TB: It will be very interesting to see how the insurance industry evolves to deal with cyber threats. Insurance is a data-driven industry, and right now there is not a lot of data on the sorts of risks we are discussing. That said, I would not be surprised to see new products develop for some of the exploits we are currently seeing, such as ransomware and distributed denial-of-service attacks.

CI: When you’re dealing with risks that could lead to death, does that require a different approach in order to mitigate the potential liability?
TB: It does. Using connected cars as an example, manufacturers are developing multilayered approaches to cybersecurity. But as any cybersecurity professional will tell you, any connected system can be breached by someone with enough time, talent and money. So the idea that anyone will ever build a connected car that can’t be hacked—or spoofed—is a bit of a fiction. Which is yet another problem with the strict product liability laws currently on the books. A manufacturer can have best-in-class cybersecurity, and a jury can still decide that that system is “defective.” Which will affect more than just that one car. The breach of one vehicle will likely lead to a class action that covers every model and year of vehicle that arguably has similar code.

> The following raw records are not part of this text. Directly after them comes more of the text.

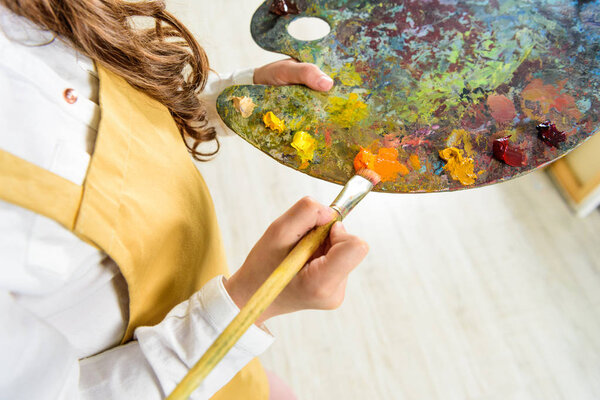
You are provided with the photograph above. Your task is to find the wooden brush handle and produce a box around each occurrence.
[167,215,341,400]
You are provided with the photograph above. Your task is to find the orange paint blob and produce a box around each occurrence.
[521,79,582,120]
[487,94,517,123]
[439,147,477,186]
[354,147,410,182]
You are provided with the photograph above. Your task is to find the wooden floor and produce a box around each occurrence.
[167,0,600,400]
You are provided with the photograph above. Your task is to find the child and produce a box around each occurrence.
[0,0,367,400]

CI: What are some of the other big legal issues that in-house lawyers should focus on in this area?
TB: Right now, most people are focused on the evolution of the regulations that will impact their business. And that is clearly critical. But there are other issues, like the ones we’ve already discussed, that also need to be examined. Basically, it boils down to this: Many of the last century’s laws are not a good fit for the new millennium.
In-house counsel are being asked to assess risks that have never been seen before.